In their memorandum in support of their motion, the Plans argue that "[b]ecause [Mr. Peterson] has failed to observe the foregoing corporate requirements, the corporate veil should be pierced and [Mr. Peterson] should be held personally liable to the fringe funds for unpaid contributions." This argument ignores the second prong of the test applicable under Minnesota law. The Plans also offer the following argument:
It would be fundamentally unfair to allow [Mr. Peterson] to act as a union contractor, employing union members, when it was convenient, and availing himself of the benefit of being a union contractor, without making him liable for the debts of the corporation. It is not fair to limit [the Plans] to the assets of [MSF], when [Mr. Peterson] has been the single controlling officer and owner of the company, who has perpetrated the fraud upon the Union, [the Plans], and the industry as a whole.
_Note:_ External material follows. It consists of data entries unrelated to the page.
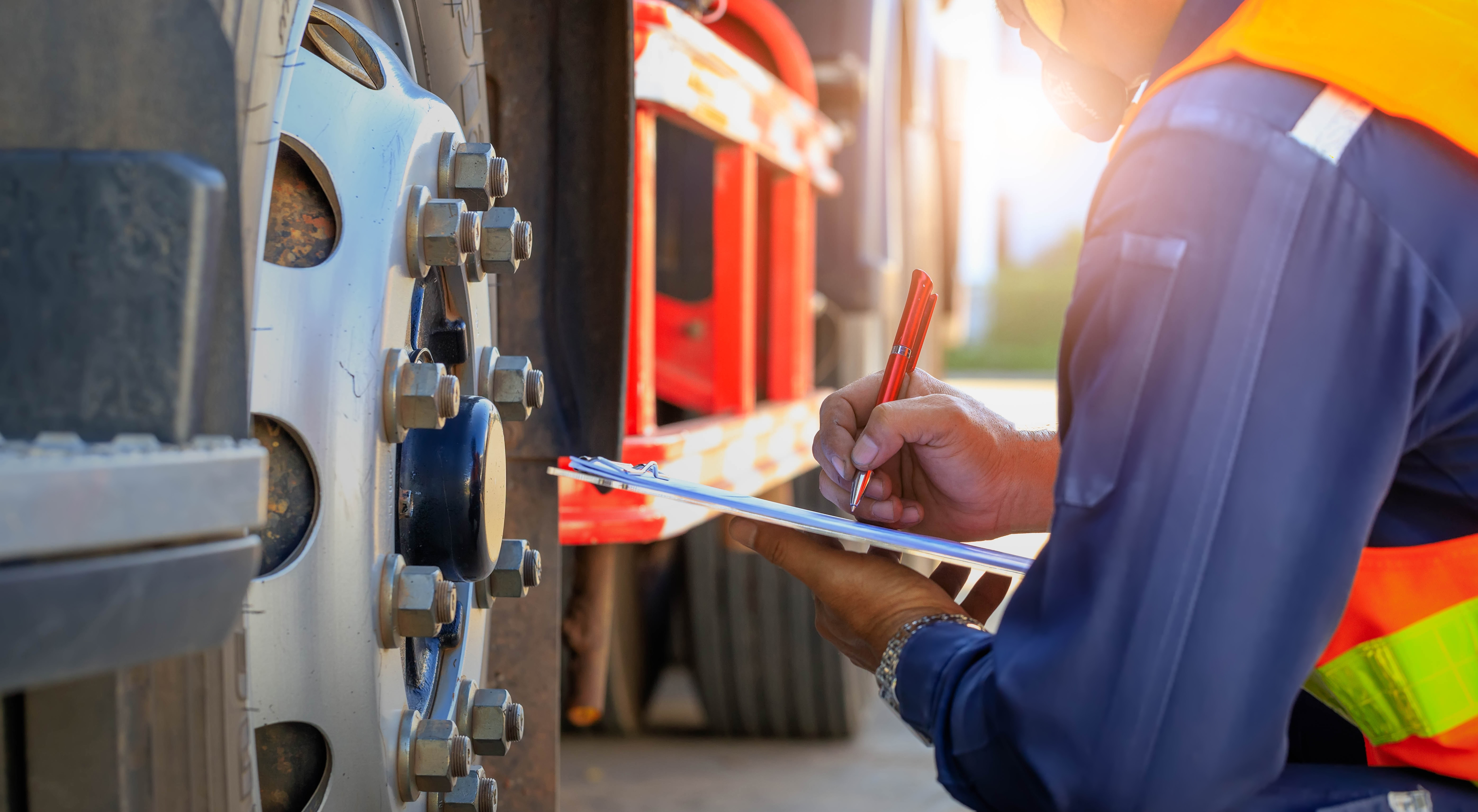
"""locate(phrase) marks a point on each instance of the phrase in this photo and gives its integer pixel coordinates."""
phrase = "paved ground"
(884, 768)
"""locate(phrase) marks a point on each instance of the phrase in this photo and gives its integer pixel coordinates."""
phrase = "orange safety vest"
(1403, 664)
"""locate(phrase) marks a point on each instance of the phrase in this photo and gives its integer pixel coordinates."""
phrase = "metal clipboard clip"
(649, 469)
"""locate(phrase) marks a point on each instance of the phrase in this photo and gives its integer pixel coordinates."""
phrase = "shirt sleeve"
(1245, 352)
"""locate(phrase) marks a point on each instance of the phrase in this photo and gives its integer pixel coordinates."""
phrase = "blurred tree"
(1029, 302)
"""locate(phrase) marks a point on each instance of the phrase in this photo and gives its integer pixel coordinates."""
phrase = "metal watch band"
(888, 672)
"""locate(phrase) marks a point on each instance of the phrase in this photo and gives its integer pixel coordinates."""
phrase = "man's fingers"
(917, 420)
(793, 551)
(987, 596)
(833, 452)
(890, 510)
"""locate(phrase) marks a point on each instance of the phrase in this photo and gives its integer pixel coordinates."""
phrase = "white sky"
(1016, 148)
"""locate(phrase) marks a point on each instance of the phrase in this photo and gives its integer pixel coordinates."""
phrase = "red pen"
(919, 311)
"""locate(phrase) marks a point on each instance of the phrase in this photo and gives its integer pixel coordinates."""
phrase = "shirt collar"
(1196, 21)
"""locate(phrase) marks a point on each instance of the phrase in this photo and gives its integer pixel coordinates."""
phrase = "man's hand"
(862, 600)
(944, 464)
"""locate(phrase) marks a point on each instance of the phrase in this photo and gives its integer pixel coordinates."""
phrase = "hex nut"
(423, 399)
(505, 243)
(441, 227)
(422, 603)
(508, 572)
(440, 755)
(475, 175)
(472, 794)
(515, 387)
(496, 722)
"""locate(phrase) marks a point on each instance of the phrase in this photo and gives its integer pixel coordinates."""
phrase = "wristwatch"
(888, 672)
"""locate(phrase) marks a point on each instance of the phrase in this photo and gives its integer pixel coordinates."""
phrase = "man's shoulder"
(1238, 92)
(1417, 182)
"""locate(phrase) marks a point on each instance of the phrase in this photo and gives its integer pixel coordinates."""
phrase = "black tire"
(763, 671)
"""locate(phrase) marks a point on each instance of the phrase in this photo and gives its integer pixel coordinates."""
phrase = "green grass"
(1029, 306)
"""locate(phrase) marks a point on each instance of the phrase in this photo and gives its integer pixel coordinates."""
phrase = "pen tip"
(858, 485)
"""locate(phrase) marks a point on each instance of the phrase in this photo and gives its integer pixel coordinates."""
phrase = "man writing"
(1267, 461)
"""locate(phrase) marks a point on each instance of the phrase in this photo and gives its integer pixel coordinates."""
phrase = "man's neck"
(1119, 36)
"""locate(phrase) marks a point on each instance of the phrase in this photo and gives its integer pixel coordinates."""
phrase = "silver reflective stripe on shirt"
(1331, 122)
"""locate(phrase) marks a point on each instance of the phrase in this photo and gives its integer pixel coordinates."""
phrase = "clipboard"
(649, 480)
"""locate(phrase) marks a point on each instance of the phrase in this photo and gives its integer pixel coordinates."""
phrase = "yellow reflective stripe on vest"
(1419, 681)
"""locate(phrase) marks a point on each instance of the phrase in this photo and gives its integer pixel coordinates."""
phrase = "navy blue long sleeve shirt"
(1269, 364)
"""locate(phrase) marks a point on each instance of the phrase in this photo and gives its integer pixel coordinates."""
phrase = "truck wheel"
(762, 666)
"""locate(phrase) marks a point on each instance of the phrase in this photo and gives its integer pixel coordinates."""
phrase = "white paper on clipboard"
(647, 479)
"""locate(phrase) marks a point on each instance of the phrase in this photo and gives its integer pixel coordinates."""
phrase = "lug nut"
(448, 396)
(469, 232)
(477, 175)
(416, 395)
(499, 184)
(423, 601)
(446, 601)
(514, 386)
(515, 730)
(505, 241)
(533, 569)
(494, 722)
(522, 240)
(435, 232)
(472, 794)
(440, 757)
(519, 569)
(441, 227)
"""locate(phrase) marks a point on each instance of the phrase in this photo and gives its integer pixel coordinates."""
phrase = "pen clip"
(917, 343)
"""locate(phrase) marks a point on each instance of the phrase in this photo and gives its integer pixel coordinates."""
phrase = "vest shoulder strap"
(1331, 122)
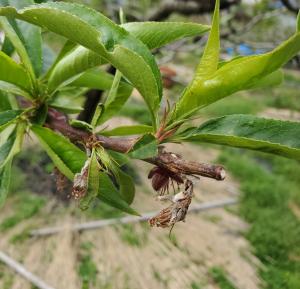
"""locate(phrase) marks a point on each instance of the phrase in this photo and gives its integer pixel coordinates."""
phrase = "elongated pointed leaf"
(127, 187)
(93, 183)
(128, 130)
(5, 174)
(96, 32)
(239, 74)
(110, 195)
(7, 117)
(14, 74)
(68, 158)
(100, 79)
(30, 36)
(10, 29)
(13, 145)
(145, 147)
(157, 34)
(251, 132)
(210, 58)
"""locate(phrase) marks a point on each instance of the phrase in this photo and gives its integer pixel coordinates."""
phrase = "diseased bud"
(162, 178)
(177, 211)
(80, 184)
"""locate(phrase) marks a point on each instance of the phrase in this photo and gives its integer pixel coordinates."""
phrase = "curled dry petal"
(81, 182)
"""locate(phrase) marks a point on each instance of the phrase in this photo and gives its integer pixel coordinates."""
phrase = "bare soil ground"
(213, 238)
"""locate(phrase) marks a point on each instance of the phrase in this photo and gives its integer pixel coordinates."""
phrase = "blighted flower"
(80, 185)
(177, 211)
(162, 179)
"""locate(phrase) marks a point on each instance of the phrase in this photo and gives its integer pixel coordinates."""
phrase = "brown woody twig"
(166, 160)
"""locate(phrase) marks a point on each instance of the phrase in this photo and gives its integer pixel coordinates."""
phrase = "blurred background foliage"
(269, 185)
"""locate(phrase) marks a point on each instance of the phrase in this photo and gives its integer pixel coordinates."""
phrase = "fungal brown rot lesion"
(178, 209)
(162, 179)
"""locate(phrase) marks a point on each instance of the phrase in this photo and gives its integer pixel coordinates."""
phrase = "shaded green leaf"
(81, 124)
(5, 174)
(7, 117)
(251, 132)
(30, 35)
(40, 115)
(14, 74)
(109, 194)
(93, 182)
(127, 187)
(128, 130)
(100, 79)
(11, 33)
(67, 157)
(210, 58)
(119, 158)
(13, 145)
(239, 74)
(157, 34)
(145, 147)
(96, 32)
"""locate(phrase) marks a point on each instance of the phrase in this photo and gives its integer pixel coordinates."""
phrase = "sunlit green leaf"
(251, 132)
(145, 147)
(5, 174)
(128, 130)
(127, 187)
(13, 76)
(157, 34)
(7, 117)
(109, 194)
(67, 157)
(239, 74)
(93, 182)
(13, 145)
(92, 30)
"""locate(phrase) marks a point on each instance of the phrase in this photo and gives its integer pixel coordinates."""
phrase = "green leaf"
(272, 79)
(127, 187)
(109, 194)
(30, 36)
(100, 79)
(13, 145)
(7, 47)
(11, 33)
(4, 101)
(157, 34)
(68, 46)
(210, 58)
(81, 124)
(93, 182)
(239, 74)
(128, 130)
(251, 132)
(145, 147)
(13, 75)
(119, 158)
(67, 157)
(70, 67)
(7, 117)
(94, 31)
(5, 174)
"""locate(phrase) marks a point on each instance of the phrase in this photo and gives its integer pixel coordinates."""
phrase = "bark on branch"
(166, 160)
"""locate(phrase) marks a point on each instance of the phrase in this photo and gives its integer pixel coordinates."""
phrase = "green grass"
(219, 277)
(87, 269)
(26, 205)
(269, 185)
(130, 235)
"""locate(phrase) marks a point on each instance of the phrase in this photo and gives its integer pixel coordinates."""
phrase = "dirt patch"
(140, 257)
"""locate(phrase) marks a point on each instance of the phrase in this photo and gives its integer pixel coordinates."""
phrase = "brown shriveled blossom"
(177, 211)
(162, 179)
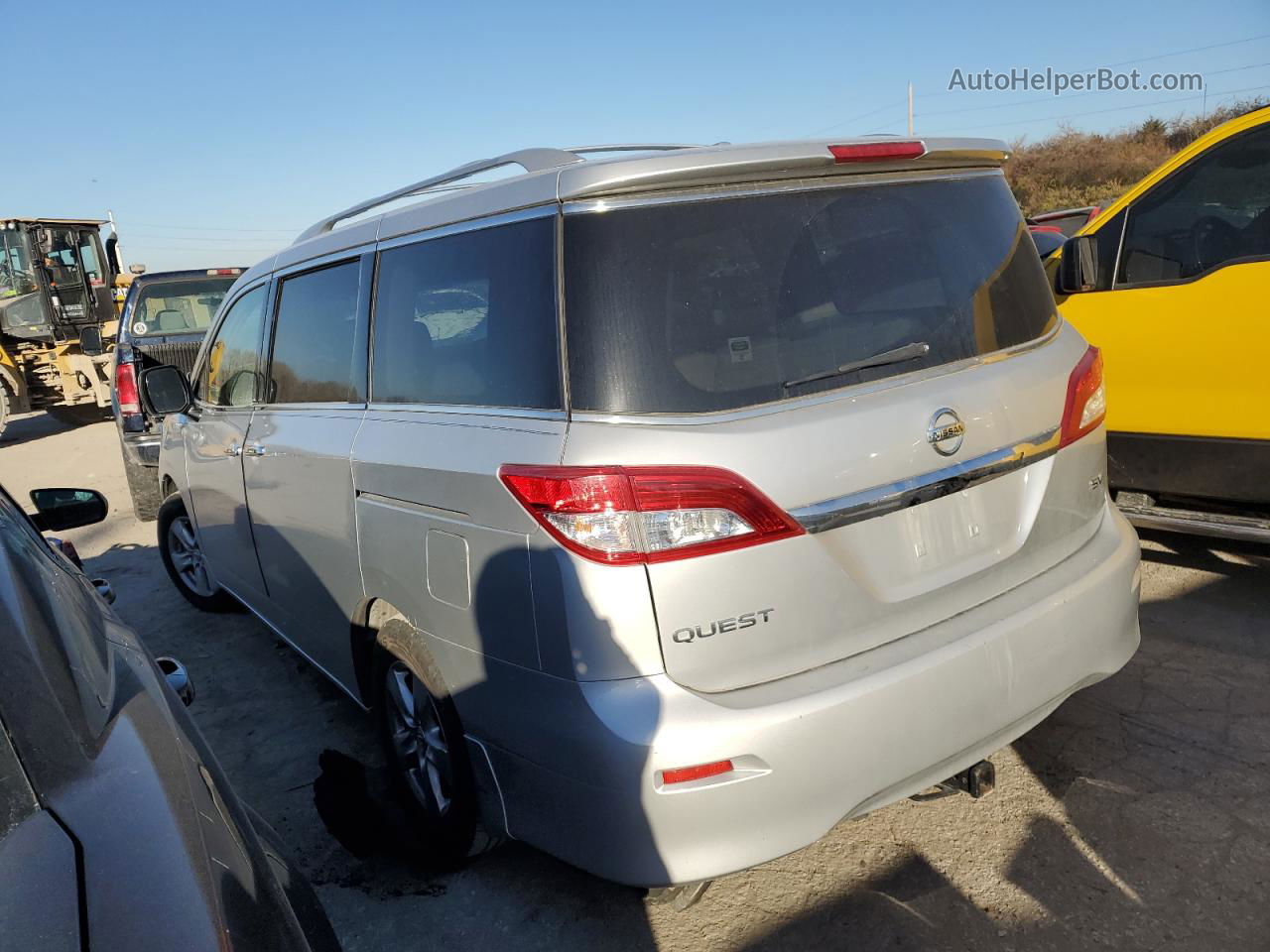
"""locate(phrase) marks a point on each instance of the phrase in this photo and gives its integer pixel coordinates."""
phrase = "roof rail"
(633, 148)
(529, 159)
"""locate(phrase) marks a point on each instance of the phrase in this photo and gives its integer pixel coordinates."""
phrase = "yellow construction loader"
(59, 294)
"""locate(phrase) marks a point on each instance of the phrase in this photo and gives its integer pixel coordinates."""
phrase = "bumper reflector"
(683, 774)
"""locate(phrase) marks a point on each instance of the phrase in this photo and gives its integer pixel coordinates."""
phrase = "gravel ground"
(1134, 817)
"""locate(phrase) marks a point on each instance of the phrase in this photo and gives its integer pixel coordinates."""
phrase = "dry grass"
(1072, 169)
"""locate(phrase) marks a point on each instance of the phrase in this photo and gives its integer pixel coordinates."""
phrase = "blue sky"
(216, 132)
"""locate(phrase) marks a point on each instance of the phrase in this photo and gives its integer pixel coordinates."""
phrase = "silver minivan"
(668, 506)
This argument essentially restates the Plans' argument as to why MSF should be held liable for unpaid contributions, but it fails to explain why injustice or fundamental unfairness would occur if MSF's corporate veil remains intact. That the company is owned and controlled by one person provides no basis for piercing its veil. Minnesota law does not require corporations to have a minimum number of shareholders, see Minn. Stat. § 302A.011, subd. 6a (2002), nor does Minnesota law require corporations to have more than one director, Minn. Stat. § 302A.203 (2002). The Plans' conclusory statements of unfairness and injustice are insufficient to carry their burden with respect to the second prong. The Court therefore grants Defendants' motion insofar as it seeks summary judgment for Mr. Peterson.
C. Mrs. Peterson and Wayne
It is undisputed that LPFS has made all contributions for work performed since April 2000. At the motion hearing, the Plans conceded that Mrs. Peterson and Wayne are not liable for contributions that may be due from MSF. Accordingly, Mrs. Peterson and Wayne are entitled to summary judgment.
III. CONCLUSION
Based on the files, records, and proceedings herein, and for the reasons stated above, IT IS ORDERED THAT:
1. The Plans' Motion for Partial Summary Judgment [Docket No. 12] is DENIED.
2. Defendants' Motion for Summary Judgment [Docket No. 19] is GRANTED IN PART and DENIED IN PART.
3. The Plans' claims against Defendants Mr. Peterson, Mrs. Peterson, and Wayne are DISMISSED.